Changelog for version 0.0.3-alpha (05/07/2014)

  • Non-backward-compatible syntax change: Developers must include id column with type bigint in any table containing variables, but they MUST NOT use this column anywhere. This column is reserved for learning and inference, and all values will be erased and reassigned during the grounding phase.

  • Updated dependency requirement: requires JDK 7 or higher.

  • Supported four new types of extractors. See documentation for details:

    • tsv_extractor
    • plpy_extractor
    • sql_extractor
    • cmd_extractor
  • Even faster factor graph grounding and serialization using better optimized SQL.

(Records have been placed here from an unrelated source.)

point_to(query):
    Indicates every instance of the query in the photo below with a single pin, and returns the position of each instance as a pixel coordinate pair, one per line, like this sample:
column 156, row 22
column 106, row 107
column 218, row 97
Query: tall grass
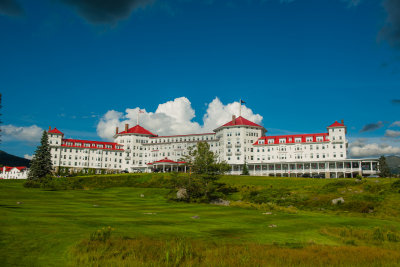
column 144, row 251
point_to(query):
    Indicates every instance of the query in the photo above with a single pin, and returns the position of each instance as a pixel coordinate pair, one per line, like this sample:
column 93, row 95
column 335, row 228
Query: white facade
column 14, row 172
column 84, row 155
column 237, row 142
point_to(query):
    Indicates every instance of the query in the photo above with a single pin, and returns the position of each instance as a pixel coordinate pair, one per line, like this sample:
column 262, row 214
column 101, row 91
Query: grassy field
column 52, row 228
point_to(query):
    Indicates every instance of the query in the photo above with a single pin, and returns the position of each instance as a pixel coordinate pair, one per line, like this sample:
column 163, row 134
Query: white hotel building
column 237, row 142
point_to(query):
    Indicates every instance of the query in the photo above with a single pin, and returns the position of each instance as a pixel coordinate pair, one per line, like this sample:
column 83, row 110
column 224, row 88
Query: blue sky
column 299, row 64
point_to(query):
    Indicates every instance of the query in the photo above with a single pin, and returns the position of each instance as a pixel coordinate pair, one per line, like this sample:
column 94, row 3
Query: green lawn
column 42, row 229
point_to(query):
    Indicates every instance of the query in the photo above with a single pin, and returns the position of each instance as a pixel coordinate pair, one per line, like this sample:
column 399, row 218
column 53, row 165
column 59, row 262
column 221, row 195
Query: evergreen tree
column 245, row 170
column 384, row 170
column 0, row 115
column 202, row 185
column 41, row 162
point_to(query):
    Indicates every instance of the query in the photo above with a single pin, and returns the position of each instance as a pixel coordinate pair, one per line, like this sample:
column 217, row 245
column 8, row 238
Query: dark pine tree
column 384, row 170
column 41, row 162
column 245, row 170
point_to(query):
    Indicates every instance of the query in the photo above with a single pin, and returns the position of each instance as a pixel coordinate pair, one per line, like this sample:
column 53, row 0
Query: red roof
column 241, row 121
column 181, row 135
column 336, row 124
column 55, row 130
column 138, row 130
column 166, row 160
column 91, row 144
column 7, row 168
column 291, row 138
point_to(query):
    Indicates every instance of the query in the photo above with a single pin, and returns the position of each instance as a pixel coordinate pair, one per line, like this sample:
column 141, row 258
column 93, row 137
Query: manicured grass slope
column 46, row 225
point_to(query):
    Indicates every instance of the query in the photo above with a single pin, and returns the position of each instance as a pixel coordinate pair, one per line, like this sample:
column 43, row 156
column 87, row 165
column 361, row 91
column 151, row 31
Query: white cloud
column 29, row 133
column 396, row 123
column 27, row 156
column 391, row 133
column 360, row 148
column 174, row 117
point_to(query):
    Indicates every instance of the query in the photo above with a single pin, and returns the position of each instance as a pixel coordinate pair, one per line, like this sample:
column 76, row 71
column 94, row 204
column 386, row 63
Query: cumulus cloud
column 391, row 133
column 27, row 156
column 352, row 3
column 11, row 8
column 173, row 117
column 217, row 114
column 360, row 148
column 14, row 133
column 372, row 127
column 106, row 11
column 391, row 29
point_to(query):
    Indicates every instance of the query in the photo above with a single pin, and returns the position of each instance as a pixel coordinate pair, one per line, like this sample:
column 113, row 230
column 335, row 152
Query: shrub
column 396, row 185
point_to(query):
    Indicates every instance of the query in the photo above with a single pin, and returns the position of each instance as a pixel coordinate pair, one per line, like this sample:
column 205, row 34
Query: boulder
column 336, row 201
column 181, row 194
column 220, row 202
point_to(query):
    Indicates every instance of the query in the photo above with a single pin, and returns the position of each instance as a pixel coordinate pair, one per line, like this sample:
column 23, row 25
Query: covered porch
column 166, row 165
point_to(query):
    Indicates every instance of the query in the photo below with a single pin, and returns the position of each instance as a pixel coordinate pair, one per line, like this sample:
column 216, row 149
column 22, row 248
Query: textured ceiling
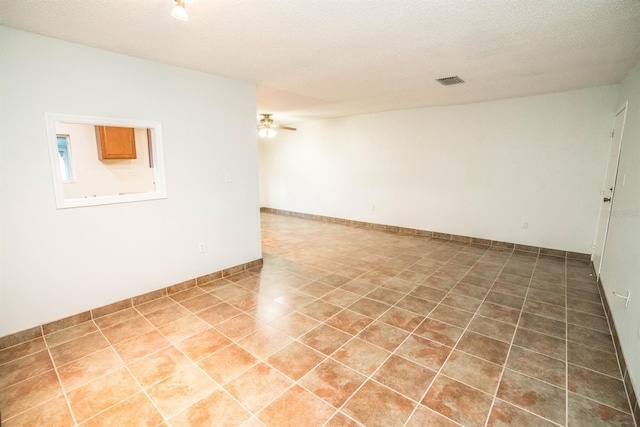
column 329, row 58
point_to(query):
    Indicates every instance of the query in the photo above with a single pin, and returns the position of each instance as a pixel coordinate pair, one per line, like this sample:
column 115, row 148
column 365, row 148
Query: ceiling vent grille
column 447, row 81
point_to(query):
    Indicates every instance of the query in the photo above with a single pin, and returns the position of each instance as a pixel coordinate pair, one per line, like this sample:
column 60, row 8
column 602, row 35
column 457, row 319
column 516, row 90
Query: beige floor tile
column 180, row 390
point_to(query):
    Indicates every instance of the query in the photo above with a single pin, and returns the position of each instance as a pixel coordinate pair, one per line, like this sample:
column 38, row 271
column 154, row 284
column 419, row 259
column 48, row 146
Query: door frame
column 598, row 268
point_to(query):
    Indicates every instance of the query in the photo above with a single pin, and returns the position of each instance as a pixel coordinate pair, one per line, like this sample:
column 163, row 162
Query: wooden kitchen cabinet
column 115, row 143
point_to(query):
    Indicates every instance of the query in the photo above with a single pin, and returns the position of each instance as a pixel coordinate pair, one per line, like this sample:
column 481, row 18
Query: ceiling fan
column 267, row 128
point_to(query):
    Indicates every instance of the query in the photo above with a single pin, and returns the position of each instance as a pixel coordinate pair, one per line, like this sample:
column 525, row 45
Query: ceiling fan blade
column 283, row 127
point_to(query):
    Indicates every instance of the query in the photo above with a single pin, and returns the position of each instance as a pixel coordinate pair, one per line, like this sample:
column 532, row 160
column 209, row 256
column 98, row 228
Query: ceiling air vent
column 447, row 81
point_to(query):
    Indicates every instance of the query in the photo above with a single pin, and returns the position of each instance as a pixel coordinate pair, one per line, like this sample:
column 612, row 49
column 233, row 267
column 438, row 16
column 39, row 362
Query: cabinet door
column 115, row 143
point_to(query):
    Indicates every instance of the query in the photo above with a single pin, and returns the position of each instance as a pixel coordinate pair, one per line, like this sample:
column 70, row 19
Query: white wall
column 621, row 260
column 477, row 170
column 56, row 263
column 94, row 177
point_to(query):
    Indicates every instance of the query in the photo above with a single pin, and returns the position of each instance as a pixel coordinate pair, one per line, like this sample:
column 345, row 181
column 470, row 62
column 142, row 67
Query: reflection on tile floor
column 342, row 326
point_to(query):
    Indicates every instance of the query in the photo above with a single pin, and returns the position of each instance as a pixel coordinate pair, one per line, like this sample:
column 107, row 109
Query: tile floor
column 341, row 327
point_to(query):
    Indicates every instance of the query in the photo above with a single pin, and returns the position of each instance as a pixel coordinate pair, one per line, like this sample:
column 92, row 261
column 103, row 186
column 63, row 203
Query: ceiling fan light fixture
column 179, row 12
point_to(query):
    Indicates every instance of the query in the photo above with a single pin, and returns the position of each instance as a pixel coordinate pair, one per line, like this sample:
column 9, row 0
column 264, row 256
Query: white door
column 609, row 188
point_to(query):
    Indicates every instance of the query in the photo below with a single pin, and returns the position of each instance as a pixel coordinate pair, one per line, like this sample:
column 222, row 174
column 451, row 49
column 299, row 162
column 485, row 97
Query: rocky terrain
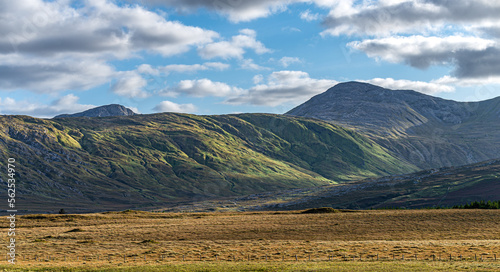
column 140, row 161
column 426, row 131
column 444, row 187
column 102, row 111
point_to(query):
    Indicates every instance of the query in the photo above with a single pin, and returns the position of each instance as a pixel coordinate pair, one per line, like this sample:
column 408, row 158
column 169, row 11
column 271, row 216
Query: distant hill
column 102, row 111
column 426, row 131
column 443, row 187
column 83, row 164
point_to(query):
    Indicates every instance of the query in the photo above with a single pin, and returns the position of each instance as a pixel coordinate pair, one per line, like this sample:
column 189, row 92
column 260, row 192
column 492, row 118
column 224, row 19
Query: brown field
column 170, row 237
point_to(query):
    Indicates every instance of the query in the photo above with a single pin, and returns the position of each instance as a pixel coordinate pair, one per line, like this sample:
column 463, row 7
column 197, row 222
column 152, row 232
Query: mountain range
column 344, row 138
column 102, row 111
column 88, row 164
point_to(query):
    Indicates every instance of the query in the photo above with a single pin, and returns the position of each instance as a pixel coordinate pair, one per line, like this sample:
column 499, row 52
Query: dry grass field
column 292, row 241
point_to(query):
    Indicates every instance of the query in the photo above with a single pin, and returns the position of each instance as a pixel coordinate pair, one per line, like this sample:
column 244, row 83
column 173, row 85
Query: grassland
column 241, row 241
column 104, row 163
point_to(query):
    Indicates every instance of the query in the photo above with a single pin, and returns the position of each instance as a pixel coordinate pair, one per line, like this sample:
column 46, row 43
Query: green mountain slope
column 443, row 187
column 427, row 131
column 148, row 160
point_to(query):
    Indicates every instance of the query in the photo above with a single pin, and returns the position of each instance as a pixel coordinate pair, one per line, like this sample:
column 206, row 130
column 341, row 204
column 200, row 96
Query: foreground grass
column 160, row 241
column 271, row 266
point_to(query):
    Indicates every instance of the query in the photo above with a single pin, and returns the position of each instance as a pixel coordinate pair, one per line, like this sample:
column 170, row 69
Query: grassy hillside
column 427, row 131
column 443, row 187
column 149, row 160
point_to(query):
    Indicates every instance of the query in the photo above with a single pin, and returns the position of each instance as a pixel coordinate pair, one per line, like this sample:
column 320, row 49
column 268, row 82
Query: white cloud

  • The previous default Java sampler is no longer supported. The C++ sampler is now the default sampler.

  • New configuration tunable supported: pipeline.relearn_from to skip extraction and grounding and only perform learning and inference with a previous version of the grounded graph. Useful for tuning sampler arguments.

  • Supported custom holdout by a holdout query.

  • Updated spouse_example with implementations of different styles of extractors.

  • The nlp_extractor example has different table requirements and usage. See here: NLP extractor.

  • In the db.default configuration, users should define dbname, host, port and user. If not defined, by default system will use the environmental variables DBNAME,PGHOST, PGPORT and PGUSER accordingly.

  • Fixed all examples.

  • Updated documentation.

  • Print SQL query execution plans for extractor inputs.

  • Skip grounding, learning and inference if no factors are active.

  • Greenplum users should add DISTRIBUTED BY clause in all CREATE TABLE commands. Do not use variable id as distribution key. Do not use distribution key that is not initially assigned.